The commission's decision did not come as a surprise. Earlier this week, local media were already predicting that Kiselev's team would be the favorite among the 13 candidates bidding for the channel. Some media reports suggested that Kiselev's team had a distinct advantage in having Kremlin-approved backers like Primakov. By the same token, they suggested, Primakov's presence may serve as a guarantee that Kiselev will be forced to temper his traditionally outspoken brand of news reporting.

Ruslan Gorevoe of the Glasnost Defense Foundation says he believes it will be difficult for Kiselev to control the channel's editorial policy. He told RFE/RL that Media-Socium comprises too many people with different points of view.

"It is very difficult to say what kind of channel it will be. There are too many different people grouped together on that team. On the one hand, you have Yevgenii Primakov. And on the other hand, you have Kiselev and his team, who have an opposing point of view from Primakov about what the [channel's] information policy should be. Moreover, you have Arkadii Volsky and different businessmen, and all of them have different opinions. So, so far it isn't clear how Kiselev is going to work with these different points of view."

Oleg Panfilov is the director of the Center for Journalism in Extreme Situations, a watchdog branch of the Russian Union of Journalists. He says that if the new TV-6 changes its editorial policy, Russia will have lost its last chance to enjoy alternative news coverage.

"There is still some hope that the channel will continue to be as critical and acute as it used to be. But if [Kiselev's team] changes its editorial policy, I'm afraid that Russia will have no more chances at having an independent television channel."

After yesterday's announcement that Media-Socium had won the TV-6 tender, Primakov attempted to soften concerns about the channel's future editorial policy. Speaking on state television, he said the key task for the new team is to create a "real independent" television station that is free to operate without pressure from the state or the country's financial oligarchs.

Gorevoe says yesterday's announcement is a victory for opposition forces who disagree with Russian President Vladimir Putin's restrictive stance on free-press rights.

"Kiselev's victory is the defeat of Putin's antidemocratic information policy. I think it is the result of good political games organized by the anti-Putin opposition that are just beginning to take shape. I can't describe it as a real opposition movement, but these are people who are not pleased by Putin's attempts to drag Russia back into the 1970s. And [yesterday's decision] was Putin's first real defeat. But this is not the end of the games on either Putin's side or the opposition media's side."

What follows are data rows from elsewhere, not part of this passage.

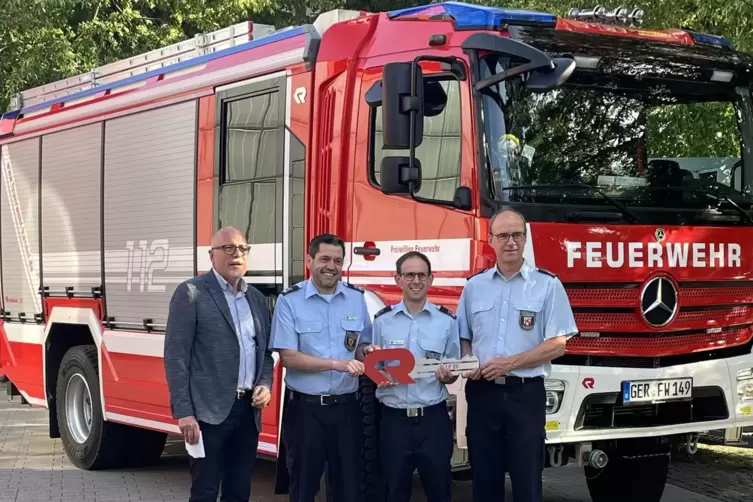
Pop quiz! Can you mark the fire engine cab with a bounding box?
[1,2,753,501]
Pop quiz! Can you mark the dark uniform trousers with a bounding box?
[380,401,454,502]
[282,391,363,502]
[465,377,547,502]
[190,395,260,502]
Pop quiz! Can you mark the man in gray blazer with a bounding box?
[164,226,275,502]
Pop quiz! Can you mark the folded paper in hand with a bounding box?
[185,431,205,459]
[409,356,480,379]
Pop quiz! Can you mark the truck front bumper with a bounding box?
[451,350,753,447]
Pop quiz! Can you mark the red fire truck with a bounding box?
[1,2,753,500]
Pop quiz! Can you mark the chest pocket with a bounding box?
[417,332,446,361]
[513,298,544,334]
[295,320,325,356]
[470,299,495,339]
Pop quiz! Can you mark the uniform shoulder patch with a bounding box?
[280,284,301,296]
[437,305,456,319]
[536,267,557,278]
[343,282,364,293]
[374,305,392,319]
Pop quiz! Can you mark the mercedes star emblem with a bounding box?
[655,228,665,242]
[640,276,678,327]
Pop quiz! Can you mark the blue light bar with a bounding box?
[388,1,557,29]
[688,31,735,50]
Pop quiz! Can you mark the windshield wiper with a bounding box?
[499,183,638,224]
[637,186,753,225]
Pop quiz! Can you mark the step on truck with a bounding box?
[1,2,753,501]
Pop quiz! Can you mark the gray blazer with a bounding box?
[163,271,274,431]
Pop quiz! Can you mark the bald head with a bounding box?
[209,226,249,289]
[211,226,245,247]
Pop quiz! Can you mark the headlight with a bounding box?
[737,368,753,401]
[545,379,565,414]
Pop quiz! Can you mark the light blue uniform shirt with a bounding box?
[372,300,461,409]
[270,279,373,395]
[212,269,256,391]
[456,261,578,378]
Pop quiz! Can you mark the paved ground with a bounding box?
[0,388,747,501]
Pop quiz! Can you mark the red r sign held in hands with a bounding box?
[363,348,416,385]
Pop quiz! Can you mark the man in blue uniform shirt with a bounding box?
[363,251,460,502]
[457,208,578,502]
[270,233,373,502]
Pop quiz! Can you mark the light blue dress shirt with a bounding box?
[212,269,256,391]
[456,261,578,378]
[372,300,461,409]
[269,279,373,395]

Panfilov, however, does not agree. He compares yesterday's announcement to a theatrical show in which some of the characters have changed, but not the plot.

"Many [media] observers describe yesterday's competition as a show, and I agree with that. In every show you have leading characters, and in this show the protagonists haven't changed much. [The only change is that] old oligarchs have been replaced with new oligarchs, and now you have more oligarchs and it is well-known that these oligarchs are close to the Kremlin. Moreover, you now have two main characters -- [Primakov and Volsky] -- who always have worked for the government and for the Central Committee of the Communist Party in the Soviet Union."

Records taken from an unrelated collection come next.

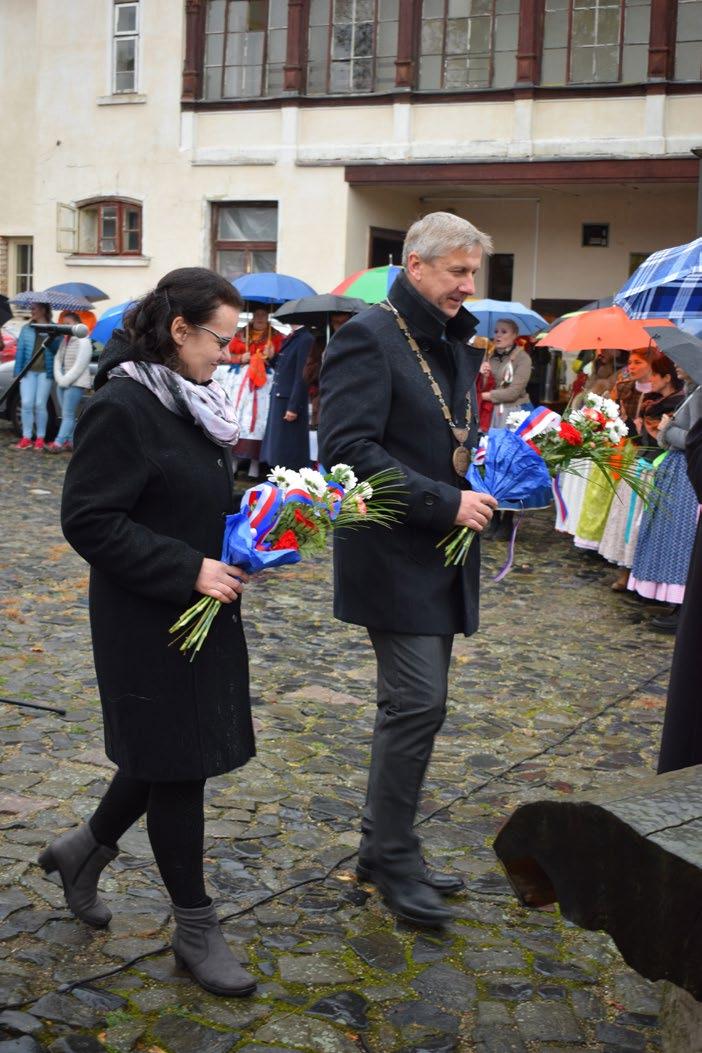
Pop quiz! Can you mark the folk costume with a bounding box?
[218,323,283,463]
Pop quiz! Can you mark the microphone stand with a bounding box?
[0,332,51,411]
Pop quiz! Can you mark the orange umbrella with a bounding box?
[58,309,97,332]
[535,306,673,353]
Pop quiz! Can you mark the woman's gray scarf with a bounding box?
[109,361,240,447]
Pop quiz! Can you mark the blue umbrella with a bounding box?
[46,281,109,302]
[465,299,547,338]
[233,272,316,306]
[11,289,93,312]
[614,236,702,320]
[92,300,136,345]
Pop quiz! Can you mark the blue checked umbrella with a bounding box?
[11,288,93,312]
[614,236,702,320]
[46,281,109,302]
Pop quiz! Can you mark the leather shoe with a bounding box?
[356,858,465,896]
[650,606,680,633]
[375,873,452,928]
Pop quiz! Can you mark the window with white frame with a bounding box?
[57,199,143,256]
[113,1,139,93]
[212,203,278,280]
[13,242,33,295]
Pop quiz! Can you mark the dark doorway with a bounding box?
[369,227,406,267]
[487,253,514,301]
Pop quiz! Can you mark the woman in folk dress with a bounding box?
[220,304,283,478]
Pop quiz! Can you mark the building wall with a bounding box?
[3,0,699,311]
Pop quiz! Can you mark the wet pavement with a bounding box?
[0,425,675,1052]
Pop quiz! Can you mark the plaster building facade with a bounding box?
[0,0,700,314]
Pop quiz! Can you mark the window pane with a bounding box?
[354,21,374,56]
[115,38,136,91]
[268,27,286,63]
[375,54,396,88]
[624,0,651,44]
[446,19,468,55]
[593,42,620,79]
[353,56,374,89]
[217,249,248,281]
[218,205,278,241]
[115,3,137,34]
[423,0,444,16]
[541,45,567,83]
[207,0,227,32]
[310,0,329,25]
[421,19,445,54]
[334,0,354,21]
[330,59,351,90]
[494,12,518,51]
[493,47,516,85]
[621,41,648,80]
[419,52,442,87]
[251,250,276,272]
[356,0,375,18]
[572,9,596,46]
[78,209,98,254]
[377,18,397,56]
[543,8,568,47]
[333,24,353,58]
[570,46,595,81]
[204,66,223,98]
[205,32,225,65]
[379,0,399,20]
[269,0,287,28]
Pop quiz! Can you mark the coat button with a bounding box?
[424,494,435,506]
[217,457,224,467]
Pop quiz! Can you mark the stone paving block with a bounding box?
[514,1002,584,1043]
[150,1014,239,1053]
[102,1020,145,1053]
[410,962,477,1011]
[28,995,100,1029]
[308,990,369,1028]
[348,932,406,973]
[277,954,356,984]
[255,1013,359,1053]
[474,1024,528,1053]
[47,1036,105,1053]
[0,1039,47,1053]
[595,1021,647,1051]
[477,1003,512,1026]
[0,1014,41,1037]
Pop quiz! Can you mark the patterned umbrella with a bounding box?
[46,281,109,302]
[331,265,402,304]
[11,289,93,312]
[233,272,316,306]
[614,237,702,320]
[465,298,547,338]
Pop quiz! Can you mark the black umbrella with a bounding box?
[272,294,367,330]
[0,295,11,327]
[644,325,702,387]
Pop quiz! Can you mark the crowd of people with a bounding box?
[553,345,700,634]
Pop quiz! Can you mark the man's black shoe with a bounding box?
[375,874,453,928]
[650,606,680,633]
[356,858,465,895]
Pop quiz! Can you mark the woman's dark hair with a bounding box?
[123,267,243,365]
[33,303,52,323]
[650,352,684,390]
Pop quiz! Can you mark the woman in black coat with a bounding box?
[36,268,257,998]
[261,325,313,469]
[658,415,702,774]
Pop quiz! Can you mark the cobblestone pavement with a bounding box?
[0,428,675,1053]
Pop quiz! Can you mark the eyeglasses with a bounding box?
[192,323,233,350]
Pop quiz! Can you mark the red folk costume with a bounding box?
[216,325,284,459]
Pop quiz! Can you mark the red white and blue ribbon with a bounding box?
[243,483,282,544]
[515,406,561,443]
[552,475,568,525]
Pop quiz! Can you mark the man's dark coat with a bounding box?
[61,334,255,782]
[318,272,484,636]
[659,417,702,773]
[261,327,313,470]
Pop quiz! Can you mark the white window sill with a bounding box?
[65,256,151,267]
[97,93,147,106]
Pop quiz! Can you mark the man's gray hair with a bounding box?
[402,211,493,267]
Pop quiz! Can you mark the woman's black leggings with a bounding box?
[89,771,208,909]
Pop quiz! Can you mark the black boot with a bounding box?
[650,605,680,633]
[172,902,257,997]
[38,823,117,927]
[375,870,453,928]
[357,854,465,896]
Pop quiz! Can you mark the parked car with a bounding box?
[0,346,99,440]
[0,321,20,363]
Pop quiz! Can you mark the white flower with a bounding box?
[299,467,327,497]
[568,409,586,426]
[505,409,530,432]
[585,392,605,410]
[282,469,306,493]
[358,480,373,500]
[601,398,620,421]
[267,465,289,488]
[606,419,628,442]
[329,463,358,490]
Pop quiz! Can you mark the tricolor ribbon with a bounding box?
[244,483,282,545]
[515,405,562,444]
[552,474,568,526]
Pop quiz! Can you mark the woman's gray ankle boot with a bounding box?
[172,902,257,997]
[38,823,117,928]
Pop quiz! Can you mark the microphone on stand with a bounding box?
[30,322,90,338]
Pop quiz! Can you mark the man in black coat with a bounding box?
[261,326,313,470]
[319,212,497,926]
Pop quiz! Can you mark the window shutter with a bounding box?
[56,203,78,253]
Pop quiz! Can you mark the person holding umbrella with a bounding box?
[12,302,61,450]
[260,324,314,471]
[47,311,93,452]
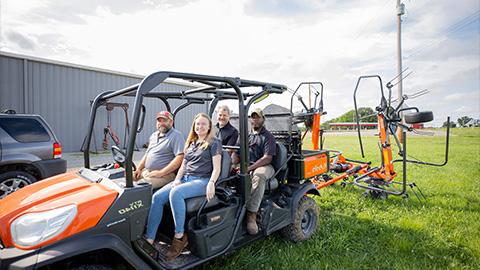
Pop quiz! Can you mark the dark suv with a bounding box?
[0,111,67,199]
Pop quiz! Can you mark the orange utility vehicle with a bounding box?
[0,72,326,270]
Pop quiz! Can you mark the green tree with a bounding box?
[457,116,473,127]
[326,107,376,124]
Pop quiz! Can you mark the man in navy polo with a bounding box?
[215,105,238,147]
[232,108,276,235]
[134,111,185,189]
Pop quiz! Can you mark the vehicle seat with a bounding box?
[266,143,288,191]
[185,150,231,215]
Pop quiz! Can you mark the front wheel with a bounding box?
[0,171,36,199]
[281,195,319,243]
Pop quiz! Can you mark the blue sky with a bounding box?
[1,0,478,126]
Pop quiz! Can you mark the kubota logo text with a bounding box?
[311,164,327,173]
[118,200,144,215]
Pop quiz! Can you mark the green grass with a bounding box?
[201,128,480,270]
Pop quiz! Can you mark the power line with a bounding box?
[405,10,480,59]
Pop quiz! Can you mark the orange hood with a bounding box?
[0,172,118,250]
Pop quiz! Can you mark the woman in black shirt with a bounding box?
[144,113,222,260]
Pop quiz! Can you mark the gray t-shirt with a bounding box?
[184,138,222,178]
[145,128,185,170]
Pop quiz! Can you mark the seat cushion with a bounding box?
[185,195,221,215]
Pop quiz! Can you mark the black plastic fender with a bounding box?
[33,233,152,270]
[290,183,320,217]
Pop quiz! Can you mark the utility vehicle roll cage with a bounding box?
[82,71,287,196]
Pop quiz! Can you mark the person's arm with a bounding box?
[172,160,186,186]
[247,132,275,172]
[231,151,240,164]
[247,155,272,172]
[146,154,184,178]
[134,154,147,180]
[206,154,222,201]
[227,129,239,147]
[226,129,239,154]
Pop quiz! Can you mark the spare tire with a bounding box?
[404,111,433,124]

The closure in January of TV-6 was the second blow dealt Kiselev and his journalists in less than a year. Last April, they left the private NTV channel after it was taken over by state-dominated natural-gas monopoly Gazprom, in a move condemned by observers as an attack on press freedom in Russia. The journalists then found shelter in Boris Berezovsky's TV-6, but their respite was short-lived. After complaints from a minority shareholder -- oil giant Lukoil -- that TV-6 was insolvent, the station was closed. That gave the Kremlin de facto control over all the major Russian channels for the first time since the Soviet era.